Ces sentiments, Mme Férailleur était digne de les comprendre. Mais elle était mère, c’est-à-dire jalouse de la tendresse de son fils, et anxieuse de détails sur cette rivale qu’elle voyait tout à coup surgir dans un cœur où elle avait régné seule... Elle était femme aussi, c’est-à-dire défiante et soupçonneuse à l’égard des autres femmes.

Loin donc d’avoir pitié du malaise de Pascal, elle le pressa assez pour qu’il fût obligé de poursuivre:

—J’avais donné cinq francs à mon cocher pour presser ses chevaux, et il marchait grand train, lorsque soudainement, à la hauteur de l’hôtel de Chalusse, il s’opéra dans le mouvement de la voiture un changement étrange...

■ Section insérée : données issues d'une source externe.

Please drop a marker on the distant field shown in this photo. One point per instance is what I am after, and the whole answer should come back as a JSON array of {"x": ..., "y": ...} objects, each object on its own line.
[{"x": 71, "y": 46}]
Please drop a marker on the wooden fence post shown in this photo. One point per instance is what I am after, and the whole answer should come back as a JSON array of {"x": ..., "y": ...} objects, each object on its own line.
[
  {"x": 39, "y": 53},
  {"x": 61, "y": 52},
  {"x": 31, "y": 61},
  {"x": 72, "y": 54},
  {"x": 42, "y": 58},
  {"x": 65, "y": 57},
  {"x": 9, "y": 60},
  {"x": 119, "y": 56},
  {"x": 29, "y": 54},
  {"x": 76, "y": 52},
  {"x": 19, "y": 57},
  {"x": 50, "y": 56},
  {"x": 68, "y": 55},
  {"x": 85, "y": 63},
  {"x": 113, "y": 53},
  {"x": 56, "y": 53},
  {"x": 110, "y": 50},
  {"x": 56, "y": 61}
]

Je regardai, et je vis qu’elle roulait sur une épaisse couche de paille répandue sur la chaussée...

Ce que je ressentis, je ne saurais l’exprimer... En un moment, je fus trempé d’une sueur glacée... Je crus voir comme aux lueurs d’un éclair, Marguerite à l’agonie... mourant loin de moi, et m’appelant en vain.

Sans attendre l’arrêt de la voiture, je sautai à terre, et j’eus besoin de me faire violence pour ne pas courir demander au concierge de l’hôtel de Chalusse:

—Qui donc se meurt ici?

Un embarras se présentait que je n’avais pas prévu. Pouvais-je aller de ma personne demander Mme Léon? Évidemment non. Qui donc y envoyer? Il n’y avait plus, à l’heure qu’il était, un seul commissionnaire au coin des rues, et pour rien au monde je n’aurais confié cette démarche au garçon de quelque marchand de vin des environs.

Heureusement, mon cocher—le même qui nous conduit—est un brave garçon, et il consentit à se charger de la commission, moyennant que je garderais ses chevaux.